Anteriormente, também focado na ação midiática, o Papa pediu aos profissionais de comunicação que fujam dos “pecados da desinformação, calúnia e difamação”, fixando prioritariamente a atenção em assuntos que tornem melhor a vida das pessoas. Registrou que “o clima midiático comporta muitas formas de envenenamento”. Prosseguiu: “As pessoas percebem, mas infelizmente se acostumam a respirar dos meios de comunicação ar que não faz bem”. Completou: “É preciso fazer circular ar mais limpo”. Admitiu que a desinformação é o mais perigoso desses “pecados”, impedindo que os fatos cheguem completos ao conhecimento público. “Desinformação é dizer coisas pela metade, aquilo que é mais conveniente. Assim quem recebe a informação incompleta não pode formar opinião devido ao fato de não possuir os elementos necessários”.

Estridentemente oportunas, as palavras de Francisco encerram o mérito de chamar as lideranças em todos setores, as pessoas sensatas com capacidade de intervenção em acontecimentos do cotidiano e, sobretudo o pessoal da nobre atividade jornalística a reflexões profundas a respeito das pulsantes questões aventadas.

Conscientes de que a liberdade de expressão é prerrogativa democrática inalienável, uma qualidade essencial à prática do jornalismo, nem por isso deixamos, todos nós, de nos afligir e sentir desassossego ao confrontar atos que signifiquem doídas contrafações ao direito da manifestação das ideias. Abominando inequivocamente qualquer tipo de censura, acreditando firmemente nos remédios legais propiciados pelas instituições republicanas que nos regem para conter os abusos no emprego da palavra, nem por isso deixamos de nos apoquentar com os sinais volta e meia detectados do mau uso da comunicação.

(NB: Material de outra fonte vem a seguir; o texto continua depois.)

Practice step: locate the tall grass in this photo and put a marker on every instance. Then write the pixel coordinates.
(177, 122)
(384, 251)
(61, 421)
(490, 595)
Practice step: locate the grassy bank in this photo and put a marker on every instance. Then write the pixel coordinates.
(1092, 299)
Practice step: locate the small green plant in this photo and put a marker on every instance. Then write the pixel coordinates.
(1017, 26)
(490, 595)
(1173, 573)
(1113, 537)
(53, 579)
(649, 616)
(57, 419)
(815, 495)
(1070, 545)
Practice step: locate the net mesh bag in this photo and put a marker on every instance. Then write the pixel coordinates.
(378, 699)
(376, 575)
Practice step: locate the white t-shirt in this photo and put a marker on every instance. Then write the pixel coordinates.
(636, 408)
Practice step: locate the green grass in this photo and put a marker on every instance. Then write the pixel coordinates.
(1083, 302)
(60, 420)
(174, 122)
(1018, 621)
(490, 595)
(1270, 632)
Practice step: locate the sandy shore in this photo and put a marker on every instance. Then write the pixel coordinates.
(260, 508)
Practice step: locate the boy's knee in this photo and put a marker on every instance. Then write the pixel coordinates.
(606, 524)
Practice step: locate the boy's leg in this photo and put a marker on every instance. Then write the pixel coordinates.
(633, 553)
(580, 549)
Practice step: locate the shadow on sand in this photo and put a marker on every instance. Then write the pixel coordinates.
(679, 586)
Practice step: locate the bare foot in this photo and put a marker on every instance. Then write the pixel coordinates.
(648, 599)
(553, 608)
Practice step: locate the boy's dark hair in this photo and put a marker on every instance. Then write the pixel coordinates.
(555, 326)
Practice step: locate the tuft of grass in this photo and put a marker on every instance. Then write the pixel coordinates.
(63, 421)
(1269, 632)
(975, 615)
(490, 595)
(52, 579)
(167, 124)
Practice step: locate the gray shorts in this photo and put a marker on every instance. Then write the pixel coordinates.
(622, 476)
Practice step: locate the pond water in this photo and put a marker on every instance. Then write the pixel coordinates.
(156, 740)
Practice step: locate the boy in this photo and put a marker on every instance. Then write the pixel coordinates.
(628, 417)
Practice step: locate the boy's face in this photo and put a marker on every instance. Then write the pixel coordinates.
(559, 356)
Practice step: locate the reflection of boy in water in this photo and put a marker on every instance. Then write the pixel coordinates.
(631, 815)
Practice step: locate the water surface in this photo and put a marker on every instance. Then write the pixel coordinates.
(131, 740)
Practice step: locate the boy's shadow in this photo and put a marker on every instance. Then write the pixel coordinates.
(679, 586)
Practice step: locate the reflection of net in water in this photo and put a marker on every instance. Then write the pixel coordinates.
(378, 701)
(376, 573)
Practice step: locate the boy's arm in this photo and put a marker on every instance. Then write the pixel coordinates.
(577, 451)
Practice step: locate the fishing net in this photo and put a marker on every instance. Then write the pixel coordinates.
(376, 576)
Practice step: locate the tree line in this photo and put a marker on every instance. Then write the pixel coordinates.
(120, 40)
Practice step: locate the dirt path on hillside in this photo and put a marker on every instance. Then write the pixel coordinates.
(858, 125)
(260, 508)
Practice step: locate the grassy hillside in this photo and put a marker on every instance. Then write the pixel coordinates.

Fica claro ainda que, retratando por dever de ofício hábitos e costumes de seu tempo, o jornalismo não pode se furtar à divulgação das coisas desagradáveis que pululam por ai. Não pode, sem dúvida, empurrar pra debaixo do tapete imundícies provenientes de condutas públicas condenáveis.


Mas o exercício correto dessa relevante missão não abona sensacionalismo mórbido, exploração contínua degradante no comportamento social. Cabe aos veículos de comunicação a obrigação de reservar espaço permanente para divulgação de gestos construtivos, empreendidos o tempo todo em tantos lugares. Refazer critérios na escolha das abordagens dos temas jornalísticos afigura-se tarefa de enorme significado. Interessa, por certo, bem mais à sociedade conhecer o que anda rolando de positivo no sentido de melhorar as condições de vida do povão, do que ser bombardeada, enervantemente, sobre o que fazem, mesmo depois de devidamente encarcerados por crimes repulsivos, os Cerverós da vida. Que interesse jornalístico, afinal de contas, está apta a exprimir uma tomada de cena especial, a partir de ruidoso helicóptero, apontando carro que esteja conduzindo os “ultra badalados” Paulo Cesar, Duque, Baiano, Youssef e outras figuras do mesmo naipe moral, tratadas como “celebridades”, por ruas congestionadas para um destino qualquer, acompanhados de escolta policial? Toda hora, imagens desse gênero espetaculoso são projetadas, pra desconforto e espanto geral, como “furos exclusivos” de reportagem. Isso nada tem a ver, façam-me o favor, com cobertura jornalística de qualidade. Muito antes, pelo contrário.